Obie kabiny prysznicowe będą miały ostatecznie wymiar 100x80 cm. Te wszystkie elementy mają być dostarczone w ciągu tygodnia, więc sprzedawca wysłał nam mailem informacje o zakresie regulacji kabin, żeby nasi płytkarze wiedzieli, jak fugami tam kombinować.
20.08 mąż kupił płytki podłogowe do kuchni, wiatrołapu, korytarza: Rancho Ran 03 Ciemny Beż 20x60. 65.50 zł za metr kwadratowy. W sumie 23 m2 za 1509.06 zł. Na dniach mają je przywieźć:)
No i najważniejsze - wczoraj, 19 sierpnia, przyszli płytkarze:) Mąż w tamtym tygodniu zadzwonił do dwóch facetów, którzy byli wcześniej (z Oferteo:)) na wycenie. Wtedy im odmówiliśmy, bo zdecydowaliśmy się na tego, co miał zrobić sufit podwieszany i łazienki. Ale teraz zadzwoniliśmy do nich i zgodzili się przyjść w ciągu tygodnia:)
Wczoraj zdążyli już zrobić odpływy liniowe i wylewki w obu prysznicach.
Dzisiaj mają robić hydroizolację:)
Jakieś fatum naprawdę nad nami zawisło:( W środę 14 sierpnia zadzwonił pan od płytek, że “wczoraj złamał nogę”... Nie wiem na ile to prawda, ale nie ma to znaczenia… Istotne jest to, że musimy kogoś innego znaleźć, na już. Bo w zasadzie już można by kłaść płytki w łazience.
Przynajmniej sufit podwieszany na parterze zdążył skończyć:)
Jedyny plus ostatnich dni to to, że tego samego dnia (14.08) wykonawca zaczął sufity podwieszane na poddaszu robić. Teoretycznie, jak nic się nie skrzaczy, to w poniedziałek powinni skończyć.

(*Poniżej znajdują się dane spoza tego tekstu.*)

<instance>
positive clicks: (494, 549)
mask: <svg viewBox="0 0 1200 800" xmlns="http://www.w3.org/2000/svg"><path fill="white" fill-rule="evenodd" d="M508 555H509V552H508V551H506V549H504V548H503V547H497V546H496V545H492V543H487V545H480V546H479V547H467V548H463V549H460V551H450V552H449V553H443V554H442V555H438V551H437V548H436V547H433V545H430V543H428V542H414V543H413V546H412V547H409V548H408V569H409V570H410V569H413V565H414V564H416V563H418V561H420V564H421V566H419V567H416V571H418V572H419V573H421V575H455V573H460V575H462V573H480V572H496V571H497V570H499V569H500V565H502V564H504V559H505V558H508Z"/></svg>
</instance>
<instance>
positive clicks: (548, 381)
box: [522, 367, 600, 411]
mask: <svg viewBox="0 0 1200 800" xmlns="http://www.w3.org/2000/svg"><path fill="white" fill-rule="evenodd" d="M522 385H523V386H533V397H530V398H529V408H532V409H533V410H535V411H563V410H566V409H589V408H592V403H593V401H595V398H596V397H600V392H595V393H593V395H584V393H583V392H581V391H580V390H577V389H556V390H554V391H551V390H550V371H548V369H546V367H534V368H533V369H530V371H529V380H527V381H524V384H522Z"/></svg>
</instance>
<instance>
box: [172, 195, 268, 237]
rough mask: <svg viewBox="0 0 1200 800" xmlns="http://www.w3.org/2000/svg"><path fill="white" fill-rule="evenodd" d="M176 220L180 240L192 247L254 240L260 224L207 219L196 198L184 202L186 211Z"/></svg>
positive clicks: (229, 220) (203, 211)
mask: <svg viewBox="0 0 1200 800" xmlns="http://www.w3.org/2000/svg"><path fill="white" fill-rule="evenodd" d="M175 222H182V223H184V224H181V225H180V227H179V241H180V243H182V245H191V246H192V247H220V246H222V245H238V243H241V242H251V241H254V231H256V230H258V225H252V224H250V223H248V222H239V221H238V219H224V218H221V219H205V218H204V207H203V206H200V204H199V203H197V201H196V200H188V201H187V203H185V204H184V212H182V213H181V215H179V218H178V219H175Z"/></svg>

Efekt jednego dnia pracy ma zdjęciach.
Zaczął się u nas jakiś bardzo pechowy okres.
12.08.2019 kurier przywiózł umywalkę Rima 60. Ja byłam wtedy w pracy, paczkę odebrała moja mama. Jak wróciłam z pracy, to ją odpakowałam. I kicha. Mocno uszkodzona jest. Ułamany fragment leży w środku:(
Protokołu szkody nie mam, ponieważ paczka była tak zapakowana, że nie widać było na niej żadnych uszkodzeń i moja mama nie pomyślała, żeby od razu przy kurierze cokolwiek otwierać.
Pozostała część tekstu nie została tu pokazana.